The futex_time32 system call provides the ability to wait on a given word in user-space memory, potentially with a timeout. It allows the caller to specify an absolute timeout or a relative timeout with CLOCK_MONOTONIC. The return value contains information about the current value of the word at the address and whether a timeout was specified and/or was triggered.

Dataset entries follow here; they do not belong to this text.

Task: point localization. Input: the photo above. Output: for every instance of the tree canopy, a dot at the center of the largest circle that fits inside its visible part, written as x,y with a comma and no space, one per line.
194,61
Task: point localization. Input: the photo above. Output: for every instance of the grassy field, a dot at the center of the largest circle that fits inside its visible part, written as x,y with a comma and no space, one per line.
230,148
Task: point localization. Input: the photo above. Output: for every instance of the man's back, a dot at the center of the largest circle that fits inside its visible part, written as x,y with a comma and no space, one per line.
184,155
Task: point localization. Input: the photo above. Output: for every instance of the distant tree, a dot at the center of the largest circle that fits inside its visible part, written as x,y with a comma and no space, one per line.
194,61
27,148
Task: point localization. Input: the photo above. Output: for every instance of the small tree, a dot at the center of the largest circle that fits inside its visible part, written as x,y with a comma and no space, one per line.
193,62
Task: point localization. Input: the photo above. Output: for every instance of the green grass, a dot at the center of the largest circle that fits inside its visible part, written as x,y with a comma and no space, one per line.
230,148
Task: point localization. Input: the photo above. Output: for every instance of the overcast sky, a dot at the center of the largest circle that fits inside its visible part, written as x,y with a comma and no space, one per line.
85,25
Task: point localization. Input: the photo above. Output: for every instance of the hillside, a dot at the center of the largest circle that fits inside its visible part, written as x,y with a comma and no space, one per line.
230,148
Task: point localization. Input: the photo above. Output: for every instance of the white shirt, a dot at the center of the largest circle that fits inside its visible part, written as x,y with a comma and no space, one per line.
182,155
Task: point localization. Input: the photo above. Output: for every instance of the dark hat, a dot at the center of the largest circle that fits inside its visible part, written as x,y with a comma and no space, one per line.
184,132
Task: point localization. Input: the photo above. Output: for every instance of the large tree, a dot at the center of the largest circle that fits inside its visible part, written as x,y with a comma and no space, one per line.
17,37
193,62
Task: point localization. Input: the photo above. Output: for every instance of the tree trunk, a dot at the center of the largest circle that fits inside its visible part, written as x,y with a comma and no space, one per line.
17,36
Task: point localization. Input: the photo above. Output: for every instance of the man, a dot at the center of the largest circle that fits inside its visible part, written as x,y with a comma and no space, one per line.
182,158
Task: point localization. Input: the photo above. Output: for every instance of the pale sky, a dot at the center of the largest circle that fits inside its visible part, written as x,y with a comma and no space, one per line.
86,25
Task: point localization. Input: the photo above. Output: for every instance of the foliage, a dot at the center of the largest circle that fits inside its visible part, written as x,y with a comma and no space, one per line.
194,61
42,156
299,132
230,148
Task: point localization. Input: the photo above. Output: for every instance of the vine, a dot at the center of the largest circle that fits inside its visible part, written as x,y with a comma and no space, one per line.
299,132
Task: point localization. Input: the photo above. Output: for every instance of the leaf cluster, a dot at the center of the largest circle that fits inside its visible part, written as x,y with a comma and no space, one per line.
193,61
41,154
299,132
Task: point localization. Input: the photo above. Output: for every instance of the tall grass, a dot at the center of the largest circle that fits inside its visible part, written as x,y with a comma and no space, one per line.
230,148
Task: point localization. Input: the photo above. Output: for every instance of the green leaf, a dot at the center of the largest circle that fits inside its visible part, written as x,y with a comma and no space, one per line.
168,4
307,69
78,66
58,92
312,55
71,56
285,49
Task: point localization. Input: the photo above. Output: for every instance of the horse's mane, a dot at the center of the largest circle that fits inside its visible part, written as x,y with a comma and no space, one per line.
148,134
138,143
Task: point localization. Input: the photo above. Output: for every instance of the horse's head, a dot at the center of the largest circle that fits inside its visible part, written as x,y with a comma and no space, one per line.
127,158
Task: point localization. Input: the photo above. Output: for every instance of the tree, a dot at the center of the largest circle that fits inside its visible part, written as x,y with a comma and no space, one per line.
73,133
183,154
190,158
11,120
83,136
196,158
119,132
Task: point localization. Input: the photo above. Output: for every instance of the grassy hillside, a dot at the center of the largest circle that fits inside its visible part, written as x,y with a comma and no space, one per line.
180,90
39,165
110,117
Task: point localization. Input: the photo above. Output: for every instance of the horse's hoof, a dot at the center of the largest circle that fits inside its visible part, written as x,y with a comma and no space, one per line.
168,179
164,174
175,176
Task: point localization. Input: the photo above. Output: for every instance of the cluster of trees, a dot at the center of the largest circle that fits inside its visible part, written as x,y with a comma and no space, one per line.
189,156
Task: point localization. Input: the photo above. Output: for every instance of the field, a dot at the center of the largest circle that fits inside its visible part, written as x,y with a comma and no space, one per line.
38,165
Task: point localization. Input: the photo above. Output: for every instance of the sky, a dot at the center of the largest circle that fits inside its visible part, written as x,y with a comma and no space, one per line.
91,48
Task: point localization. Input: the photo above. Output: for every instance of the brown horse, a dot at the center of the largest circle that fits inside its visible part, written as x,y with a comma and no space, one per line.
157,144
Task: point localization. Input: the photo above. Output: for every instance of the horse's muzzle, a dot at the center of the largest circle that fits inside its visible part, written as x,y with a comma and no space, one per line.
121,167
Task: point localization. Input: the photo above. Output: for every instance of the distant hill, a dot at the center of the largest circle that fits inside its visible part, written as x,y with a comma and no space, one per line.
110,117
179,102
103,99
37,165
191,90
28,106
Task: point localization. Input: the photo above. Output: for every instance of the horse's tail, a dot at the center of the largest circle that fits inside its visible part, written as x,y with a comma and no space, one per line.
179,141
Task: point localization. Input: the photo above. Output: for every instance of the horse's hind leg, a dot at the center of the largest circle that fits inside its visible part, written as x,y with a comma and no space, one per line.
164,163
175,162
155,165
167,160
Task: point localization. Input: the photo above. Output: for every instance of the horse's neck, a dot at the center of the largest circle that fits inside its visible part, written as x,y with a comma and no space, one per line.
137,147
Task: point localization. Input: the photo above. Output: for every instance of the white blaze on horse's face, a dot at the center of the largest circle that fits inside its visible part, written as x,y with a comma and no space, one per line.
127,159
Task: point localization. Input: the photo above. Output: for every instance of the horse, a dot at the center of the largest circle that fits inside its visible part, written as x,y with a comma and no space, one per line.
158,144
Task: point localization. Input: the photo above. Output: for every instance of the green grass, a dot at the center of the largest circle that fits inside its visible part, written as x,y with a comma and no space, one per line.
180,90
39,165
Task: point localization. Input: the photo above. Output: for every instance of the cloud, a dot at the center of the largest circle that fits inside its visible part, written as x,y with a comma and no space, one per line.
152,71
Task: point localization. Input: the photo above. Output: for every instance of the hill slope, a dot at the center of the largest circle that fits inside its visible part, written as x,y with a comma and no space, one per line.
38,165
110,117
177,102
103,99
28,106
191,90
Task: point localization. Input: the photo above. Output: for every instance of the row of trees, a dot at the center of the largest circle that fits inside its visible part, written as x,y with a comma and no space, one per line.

The futex_time32 system call is atomic and requires no extra synchronization mechanisms. In addition, it supports operations like FUTEX_WAIT and FUTEX_WAKE using a single call, which can be useful in certain situations. However, the system call is vulnerable to the TOCTOU (Time of Check, Time of Use) race condition, as the user-space memory address is checked prior to being acted upon.

Arguments

  • uaddr:u32*[KU] - pointer to a user-space word variable.
  • op:int[K] - operation to perform, one of the FUTEX_* constants listed in <linux/futex.h>.
  • val:u32[K] - operation-dependent value.
  • utime:struct old_timespec32[K] - timeout value in milliseconds or CLOCK_MONOTONIC based absolute value.
  • uaddr2:u32*[KU OPT] - second user-space word variable if two FUTEX_* operations need to be performed atomically.
  • val3:u32[K OPT] - second operaion-dependent value.

Available Tags

  • K - Originated from kernel-space.
  • U - Originated from user space (for example, pointer to user space memory used to get it)
  • TOCTOU - Vulnerable to TOCTOU (time of check, time of use)
  • OPT - Optional argument - might not always be available (passed with null value)

Hooks

futex_wait_setup

Type

kprobe

Purpose

Called before a FUTEX_WAIT system call is processed, which allows tracing of the arguments and the variable before the system call is executed.

Example Use Case

A multithreaded application might use futex_time32 to synchronize between threads, performing an operation in an atomic manner and waiting on a condition with the possibility of a timeout.

Issues

The futex_time32 system call is vulnerable to the TOCTOU (Time of Check, Time of Use) race condition, as the user-space memory address is checked prior to being acted upon.

The futex_time32 system call is related to other futex system calls like futex_wait and futex_wake. In addition, it is related to futex-related events such as futex_lock_contended and futex_lock_released.

This document was automatically generated by OpenAI and needs review. It might not be accurate and might contain errors. The authors of Tracee recommend that the user reads the "events.go" source file to understand the events and their arguments better.